Similar to views on relational databases, most NoSql databases introduce some kind of a way to index and query the data. Usually, to query a hash table like data structure they allow the user to create an efficient index over the data. In order to create the index, most APIs let you write some code that will be executed on each key and corresponding record and emit some value which should be the queryable data, eventually. So, for example, assume you have a table in your database that has people’s data in it, you could create an index by a person’s last name simply by writing a small function that extracts from a record the last name. Then, you can query the database for all people that have a specific last name.
It is important to understand here a few points:

The index is an additional data structure that needs to reside somewhere, usually in RAM.
The index may or may not be updated during each new write/delete/update after it is created.

This implies that creating an index might have a non-trivial performance effect on your database. Creating one just for dumping a database of keys, if done recklessly, can easily bring a database on its knees. This is why, although possible, you should never include the entire record in the index because it could effectively duplicate your entire database to RAM.

End of detour.

Couchbase has a nice Javascript API for creating indices on the database. You can write what they call a map function which takes the record and its metadata and emits a key and a value. The key is the index key and the value should be some part of the record itself. You can write arbitrary logic there that takes into account the record and metadata.
We have (ab)used this feature to create an index which has the record ttl as a key and the record id (key) as the data. This gave us a simple way to do a “select *” kind of query on the index which returned the entire set of keys (ids) in the database. As a bonus, Couchbase sorted the set for us by the TTL which, for our case, was useful.

The next phase was to create a simple setup composed of two services: a dumper and a loader. The fact that those two services are decoupled using Kafka as a buffer here achieves two important goals:

Resumability: the option to start and stop each part of the migration process whenever you like,
Independent and controllable scalability. If some part of the migration process needs to be scaled (e.g it is lagging in processing, it creates too much load) just add or remove machines to it.

Algorithm for the dumper:

while there are more keys in the index:
take the next key and any needed record metadata(if required) and publish to Kafka.

Algorithm for the loader:

Consume a key+ ttl from Kafka
query couchbase for the record
convert the ttl into a format appropriate for Aerospike
insert the record to Aerospike (but do not overwrite existing keys)

Basically, the dumper just queried the index and streamed the set of keys + TTLs to an Apache Kafka topic. The loader just consumed the Kafka topic, did a simple transformation on the TTLs to adapt them to Aerospike format, queried Couchbase for each key and loaded it to Aerospike with a CreateOnly policy. This was to make sure that we do not overwrite stuff which had already been migrated by the application.

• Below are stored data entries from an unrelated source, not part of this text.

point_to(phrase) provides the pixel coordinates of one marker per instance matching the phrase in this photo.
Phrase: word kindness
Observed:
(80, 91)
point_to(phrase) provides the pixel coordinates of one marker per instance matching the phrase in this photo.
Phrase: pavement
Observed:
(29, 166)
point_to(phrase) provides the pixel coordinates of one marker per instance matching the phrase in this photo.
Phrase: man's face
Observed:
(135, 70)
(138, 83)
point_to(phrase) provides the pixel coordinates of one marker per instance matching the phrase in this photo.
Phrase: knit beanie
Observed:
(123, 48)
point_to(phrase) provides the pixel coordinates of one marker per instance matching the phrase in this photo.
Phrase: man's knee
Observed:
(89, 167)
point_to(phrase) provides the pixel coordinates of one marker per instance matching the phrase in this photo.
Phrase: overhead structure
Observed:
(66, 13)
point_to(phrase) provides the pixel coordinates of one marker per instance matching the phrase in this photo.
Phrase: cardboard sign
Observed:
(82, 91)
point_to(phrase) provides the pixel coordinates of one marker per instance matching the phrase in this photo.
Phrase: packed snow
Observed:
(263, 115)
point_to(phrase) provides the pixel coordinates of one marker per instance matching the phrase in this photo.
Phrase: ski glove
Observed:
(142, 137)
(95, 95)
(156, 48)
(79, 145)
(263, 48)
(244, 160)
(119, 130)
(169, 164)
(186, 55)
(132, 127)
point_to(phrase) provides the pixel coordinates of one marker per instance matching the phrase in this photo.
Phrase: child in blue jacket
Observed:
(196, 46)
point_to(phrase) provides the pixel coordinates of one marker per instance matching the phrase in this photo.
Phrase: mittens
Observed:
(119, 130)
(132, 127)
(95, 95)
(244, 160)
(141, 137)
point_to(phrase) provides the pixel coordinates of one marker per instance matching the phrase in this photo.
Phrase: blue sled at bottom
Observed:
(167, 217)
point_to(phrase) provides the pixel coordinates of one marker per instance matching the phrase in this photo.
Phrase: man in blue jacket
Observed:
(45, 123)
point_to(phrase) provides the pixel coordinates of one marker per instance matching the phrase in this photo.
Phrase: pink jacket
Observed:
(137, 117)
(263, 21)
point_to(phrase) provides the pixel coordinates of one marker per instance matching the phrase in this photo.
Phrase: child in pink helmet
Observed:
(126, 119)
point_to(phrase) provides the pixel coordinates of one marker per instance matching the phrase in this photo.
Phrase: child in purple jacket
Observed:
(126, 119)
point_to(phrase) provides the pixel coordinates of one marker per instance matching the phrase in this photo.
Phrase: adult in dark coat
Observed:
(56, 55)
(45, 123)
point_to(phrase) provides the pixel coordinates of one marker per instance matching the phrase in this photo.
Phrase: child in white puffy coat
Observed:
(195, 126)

All that was left was to sit back and watch the miss-hit metric diminish to 0. After a few days, the lights went down on the mighty Couchbase cluster.

Final words

This project took us about 6 weeks end to end. We have made many mistakes during the way and had to restart it several times. One of the most important takings here, that this is a software project. It is not different from any other software projects. It is important that someone will own it end-to-end and that guy should preferably be an engineer who knows the involved applications code well. A dedicated devops engineer will be also probably required, especially when adopting a new DB technology into the software stack. Additional stakeholders should be involved if the taken risks here effect them, too.

To sum it all up:

Above listed a safe methodology for migrating NoSql databases from one technology to another or even between 2 clusters with the same technology.
This process requires time and patience, but is completely doable.
What worked for us is surely not the only way to do it or even necessarily the best one, but we wanted to share it so that others will not be afraid of eternal vendor locking.